Abstract:Mobile robots necessitate advanced natural language understanding capabilities to accurately identify locations and perform tasks such as package delivery. However, traditional visual place recognition (VPR) methods rely solely on single-view visual information and cannot interpret human language descriptions. To overcome this challenge, we bridge text and vision by proposing a multiview (360{\deg} views of the surroundings) text-vision registration approach called Text4VPR for place recognition task, which is the first method that exclusively utilizes textual descriptions to match a database of images. Text4VPR employs the frozen T5 language model to extract global textual embeddings. Additionally, it utilizes the Sinkhorn algorithm with temperature coefficient to assign local tokens to their respective clusters, thereby aggregating visual descriptors from images. During the training stage, Text4VPR emphasizes the alignment between individual text-image pairs for precise textual description. In the inference stage, Text4VPR uses the Cascaded Cross-Attention Cosine Alignment (CCCA) to address the internal mismatch between text and image groups.
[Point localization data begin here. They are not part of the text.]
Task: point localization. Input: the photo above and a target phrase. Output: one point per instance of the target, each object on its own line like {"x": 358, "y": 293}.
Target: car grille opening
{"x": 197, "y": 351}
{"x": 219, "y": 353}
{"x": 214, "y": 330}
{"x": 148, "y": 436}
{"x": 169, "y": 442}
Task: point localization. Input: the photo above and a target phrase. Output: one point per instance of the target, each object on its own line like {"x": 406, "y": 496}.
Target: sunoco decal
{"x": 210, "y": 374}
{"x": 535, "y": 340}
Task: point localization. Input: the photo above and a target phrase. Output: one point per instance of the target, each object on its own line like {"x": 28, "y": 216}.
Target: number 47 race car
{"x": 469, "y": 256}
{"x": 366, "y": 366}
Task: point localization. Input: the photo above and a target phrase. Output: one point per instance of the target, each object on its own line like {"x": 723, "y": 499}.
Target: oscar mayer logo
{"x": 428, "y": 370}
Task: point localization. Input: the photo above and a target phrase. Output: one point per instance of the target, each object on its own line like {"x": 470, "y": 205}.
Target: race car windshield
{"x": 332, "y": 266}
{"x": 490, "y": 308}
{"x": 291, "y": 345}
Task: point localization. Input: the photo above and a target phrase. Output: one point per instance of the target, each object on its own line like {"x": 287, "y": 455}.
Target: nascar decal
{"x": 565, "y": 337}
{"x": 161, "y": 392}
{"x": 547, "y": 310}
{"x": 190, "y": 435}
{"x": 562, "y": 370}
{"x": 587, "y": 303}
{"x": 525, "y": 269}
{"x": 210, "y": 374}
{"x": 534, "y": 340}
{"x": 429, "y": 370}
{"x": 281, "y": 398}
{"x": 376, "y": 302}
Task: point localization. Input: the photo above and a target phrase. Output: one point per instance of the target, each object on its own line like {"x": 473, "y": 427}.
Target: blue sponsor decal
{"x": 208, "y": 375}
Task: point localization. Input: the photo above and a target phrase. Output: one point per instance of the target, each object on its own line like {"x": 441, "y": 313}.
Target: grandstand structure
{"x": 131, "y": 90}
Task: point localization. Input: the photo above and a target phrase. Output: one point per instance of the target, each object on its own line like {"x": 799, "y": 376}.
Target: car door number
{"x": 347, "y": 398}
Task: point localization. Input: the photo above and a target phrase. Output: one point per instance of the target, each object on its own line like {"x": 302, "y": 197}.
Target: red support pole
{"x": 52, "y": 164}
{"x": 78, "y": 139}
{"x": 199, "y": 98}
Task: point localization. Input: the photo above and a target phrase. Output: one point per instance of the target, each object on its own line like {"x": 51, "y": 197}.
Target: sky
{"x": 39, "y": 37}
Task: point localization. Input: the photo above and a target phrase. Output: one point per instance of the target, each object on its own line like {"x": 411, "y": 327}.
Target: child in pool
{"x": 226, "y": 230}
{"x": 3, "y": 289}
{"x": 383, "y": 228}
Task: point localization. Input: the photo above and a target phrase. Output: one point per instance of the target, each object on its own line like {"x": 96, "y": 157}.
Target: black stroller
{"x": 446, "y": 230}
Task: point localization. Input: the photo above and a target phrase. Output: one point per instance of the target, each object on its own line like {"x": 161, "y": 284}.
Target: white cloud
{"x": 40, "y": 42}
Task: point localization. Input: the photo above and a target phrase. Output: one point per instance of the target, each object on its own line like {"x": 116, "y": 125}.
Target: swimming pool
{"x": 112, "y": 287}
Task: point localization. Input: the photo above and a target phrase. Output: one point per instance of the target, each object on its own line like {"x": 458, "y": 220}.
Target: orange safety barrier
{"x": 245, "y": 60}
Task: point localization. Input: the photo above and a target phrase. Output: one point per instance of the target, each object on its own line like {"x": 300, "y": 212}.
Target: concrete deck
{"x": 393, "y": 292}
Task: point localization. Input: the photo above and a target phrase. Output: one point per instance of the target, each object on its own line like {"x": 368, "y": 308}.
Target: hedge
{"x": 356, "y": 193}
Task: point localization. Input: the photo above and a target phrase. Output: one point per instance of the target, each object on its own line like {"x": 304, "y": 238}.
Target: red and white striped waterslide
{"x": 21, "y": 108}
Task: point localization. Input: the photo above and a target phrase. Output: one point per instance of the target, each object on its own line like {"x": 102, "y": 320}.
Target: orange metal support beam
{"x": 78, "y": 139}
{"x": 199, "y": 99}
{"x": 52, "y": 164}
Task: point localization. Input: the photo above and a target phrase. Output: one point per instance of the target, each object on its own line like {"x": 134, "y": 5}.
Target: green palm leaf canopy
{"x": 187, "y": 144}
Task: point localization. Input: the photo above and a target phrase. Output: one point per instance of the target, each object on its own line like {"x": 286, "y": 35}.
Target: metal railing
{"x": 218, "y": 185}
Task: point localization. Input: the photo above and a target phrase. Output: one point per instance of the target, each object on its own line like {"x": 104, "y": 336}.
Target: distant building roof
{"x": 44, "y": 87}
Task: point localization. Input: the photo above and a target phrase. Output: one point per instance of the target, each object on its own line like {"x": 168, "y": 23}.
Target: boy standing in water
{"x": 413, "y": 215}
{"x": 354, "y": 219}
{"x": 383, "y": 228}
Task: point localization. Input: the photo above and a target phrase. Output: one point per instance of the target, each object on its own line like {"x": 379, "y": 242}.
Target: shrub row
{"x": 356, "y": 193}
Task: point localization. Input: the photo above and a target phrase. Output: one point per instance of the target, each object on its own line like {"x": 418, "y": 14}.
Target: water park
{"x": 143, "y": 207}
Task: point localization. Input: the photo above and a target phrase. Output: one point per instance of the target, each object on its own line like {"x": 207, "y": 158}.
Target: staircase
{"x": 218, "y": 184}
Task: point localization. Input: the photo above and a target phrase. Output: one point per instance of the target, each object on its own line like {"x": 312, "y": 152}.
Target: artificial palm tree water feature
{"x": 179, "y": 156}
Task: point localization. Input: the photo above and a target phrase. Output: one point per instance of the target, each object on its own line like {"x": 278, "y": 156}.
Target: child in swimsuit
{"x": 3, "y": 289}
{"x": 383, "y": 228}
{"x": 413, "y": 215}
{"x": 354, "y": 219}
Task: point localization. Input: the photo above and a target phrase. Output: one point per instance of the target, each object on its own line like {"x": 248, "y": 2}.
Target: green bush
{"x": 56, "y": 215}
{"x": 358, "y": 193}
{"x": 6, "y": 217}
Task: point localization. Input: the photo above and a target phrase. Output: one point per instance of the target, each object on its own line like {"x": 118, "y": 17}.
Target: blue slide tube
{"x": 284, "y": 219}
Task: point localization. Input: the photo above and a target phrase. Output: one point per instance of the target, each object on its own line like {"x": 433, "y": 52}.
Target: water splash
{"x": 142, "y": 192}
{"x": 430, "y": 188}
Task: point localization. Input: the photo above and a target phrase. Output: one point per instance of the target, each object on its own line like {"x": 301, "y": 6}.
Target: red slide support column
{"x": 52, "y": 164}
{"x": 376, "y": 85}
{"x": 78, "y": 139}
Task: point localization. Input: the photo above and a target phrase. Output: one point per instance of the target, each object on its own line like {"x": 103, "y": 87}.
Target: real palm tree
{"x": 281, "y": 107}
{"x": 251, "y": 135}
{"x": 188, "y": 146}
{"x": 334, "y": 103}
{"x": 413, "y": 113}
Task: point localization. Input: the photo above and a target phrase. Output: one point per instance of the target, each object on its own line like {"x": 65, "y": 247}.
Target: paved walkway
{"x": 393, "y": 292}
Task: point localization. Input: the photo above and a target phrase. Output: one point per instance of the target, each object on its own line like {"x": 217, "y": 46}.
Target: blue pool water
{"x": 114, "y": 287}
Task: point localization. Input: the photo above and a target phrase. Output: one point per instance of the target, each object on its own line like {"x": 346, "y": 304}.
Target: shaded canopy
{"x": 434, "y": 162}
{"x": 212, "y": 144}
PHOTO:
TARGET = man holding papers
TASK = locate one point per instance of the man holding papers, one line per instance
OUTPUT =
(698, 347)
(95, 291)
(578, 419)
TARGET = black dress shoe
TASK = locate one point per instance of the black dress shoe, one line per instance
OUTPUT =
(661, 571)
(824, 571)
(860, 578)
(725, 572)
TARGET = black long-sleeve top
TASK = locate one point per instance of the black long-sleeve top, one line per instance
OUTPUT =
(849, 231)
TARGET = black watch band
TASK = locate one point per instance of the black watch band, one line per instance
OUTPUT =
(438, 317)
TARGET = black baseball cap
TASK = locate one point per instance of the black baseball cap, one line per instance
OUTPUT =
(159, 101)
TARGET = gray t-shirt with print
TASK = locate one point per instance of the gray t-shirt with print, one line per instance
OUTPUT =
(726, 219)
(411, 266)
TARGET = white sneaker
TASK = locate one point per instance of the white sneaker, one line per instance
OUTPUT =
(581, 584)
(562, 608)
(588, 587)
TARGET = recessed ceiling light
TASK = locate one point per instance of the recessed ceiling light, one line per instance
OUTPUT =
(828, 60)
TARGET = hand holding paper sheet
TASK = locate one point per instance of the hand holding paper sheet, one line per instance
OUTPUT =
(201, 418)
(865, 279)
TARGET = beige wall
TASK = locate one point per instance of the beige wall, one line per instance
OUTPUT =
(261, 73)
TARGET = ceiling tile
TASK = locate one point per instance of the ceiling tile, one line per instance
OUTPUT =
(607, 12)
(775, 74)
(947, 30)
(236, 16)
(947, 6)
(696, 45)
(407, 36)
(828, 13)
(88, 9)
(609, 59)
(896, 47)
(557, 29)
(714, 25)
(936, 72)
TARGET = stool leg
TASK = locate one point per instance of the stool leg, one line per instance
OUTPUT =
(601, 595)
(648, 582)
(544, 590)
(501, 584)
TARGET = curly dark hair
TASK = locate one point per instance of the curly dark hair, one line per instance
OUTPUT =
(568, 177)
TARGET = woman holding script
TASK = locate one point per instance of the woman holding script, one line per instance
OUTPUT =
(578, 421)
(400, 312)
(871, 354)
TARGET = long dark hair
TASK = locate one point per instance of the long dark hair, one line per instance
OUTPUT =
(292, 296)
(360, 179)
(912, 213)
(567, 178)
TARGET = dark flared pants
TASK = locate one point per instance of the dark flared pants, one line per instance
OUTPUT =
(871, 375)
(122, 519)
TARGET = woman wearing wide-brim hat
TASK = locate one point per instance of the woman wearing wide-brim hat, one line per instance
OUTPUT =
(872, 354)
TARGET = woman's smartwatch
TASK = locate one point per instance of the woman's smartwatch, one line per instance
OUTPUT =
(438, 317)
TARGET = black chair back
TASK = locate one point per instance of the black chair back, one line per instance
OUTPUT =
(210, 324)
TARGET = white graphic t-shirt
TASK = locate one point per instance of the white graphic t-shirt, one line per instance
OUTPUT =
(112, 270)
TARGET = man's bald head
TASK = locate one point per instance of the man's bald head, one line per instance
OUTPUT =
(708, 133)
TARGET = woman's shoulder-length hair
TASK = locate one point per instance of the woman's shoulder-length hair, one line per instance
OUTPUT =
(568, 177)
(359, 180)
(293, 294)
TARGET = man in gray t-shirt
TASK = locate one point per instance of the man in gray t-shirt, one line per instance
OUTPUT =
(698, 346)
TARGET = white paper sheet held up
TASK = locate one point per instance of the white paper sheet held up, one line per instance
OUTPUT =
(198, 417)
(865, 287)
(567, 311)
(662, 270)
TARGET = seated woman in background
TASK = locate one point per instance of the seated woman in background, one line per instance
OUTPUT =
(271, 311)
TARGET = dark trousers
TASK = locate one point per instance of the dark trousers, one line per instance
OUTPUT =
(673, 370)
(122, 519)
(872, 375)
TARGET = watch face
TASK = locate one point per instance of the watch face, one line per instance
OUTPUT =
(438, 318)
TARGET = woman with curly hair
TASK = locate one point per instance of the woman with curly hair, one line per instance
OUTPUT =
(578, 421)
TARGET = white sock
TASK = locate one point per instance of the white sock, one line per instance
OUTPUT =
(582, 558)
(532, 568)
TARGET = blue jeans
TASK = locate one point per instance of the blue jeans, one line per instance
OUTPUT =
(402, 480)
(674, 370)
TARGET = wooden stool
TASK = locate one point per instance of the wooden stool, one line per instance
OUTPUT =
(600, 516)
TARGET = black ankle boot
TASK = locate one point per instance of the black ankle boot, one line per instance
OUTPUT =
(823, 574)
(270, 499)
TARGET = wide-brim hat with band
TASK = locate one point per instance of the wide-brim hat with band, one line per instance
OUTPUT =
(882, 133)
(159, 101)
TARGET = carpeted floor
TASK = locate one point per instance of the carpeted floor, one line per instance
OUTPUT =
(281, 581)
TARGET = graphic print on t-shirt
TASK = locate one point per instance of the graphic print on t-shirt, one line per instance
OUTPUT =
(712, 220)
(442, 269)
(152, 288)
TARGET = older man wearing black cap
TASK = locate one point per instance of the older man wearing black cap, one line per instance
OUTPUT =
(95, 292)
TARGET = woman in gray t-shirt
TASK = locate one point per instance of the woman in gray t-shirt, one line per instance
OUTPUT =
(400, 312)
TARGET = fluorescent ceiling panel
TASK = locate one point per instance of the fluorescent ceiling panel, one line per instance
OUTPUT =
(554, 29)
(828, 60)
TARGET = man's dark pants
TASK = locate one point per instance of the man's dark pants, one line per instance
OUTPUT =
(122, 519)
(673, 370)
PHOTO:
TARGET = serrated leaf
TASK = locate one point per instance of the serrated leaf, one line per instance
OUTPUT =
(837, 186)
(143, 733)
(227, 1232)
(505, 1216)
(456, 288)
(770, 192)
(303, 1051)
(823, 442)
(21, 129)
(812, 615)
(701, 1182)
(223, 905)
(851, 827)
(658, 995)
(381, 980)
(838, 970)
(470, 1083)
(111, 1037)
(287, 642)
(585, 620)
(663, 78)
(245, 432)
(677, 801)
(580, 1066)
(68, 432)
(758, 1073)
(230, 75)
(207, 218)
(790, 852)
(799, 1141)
Subsequently, Text4VPR performs precisely place match based on the descriptions of text-image groups. On Street360Loc, the first text to image VPR dataset we created, Text4VPR builds a robust baseline, achieving a leading top-1 accuracy of 57% and a leading top-10 accuracy of 92% within a 5-meter radius on the test set, which indicates that localization from textual descriptions to images is not only feasible but also holds significant potential for further advancement, as shown in Figure 1.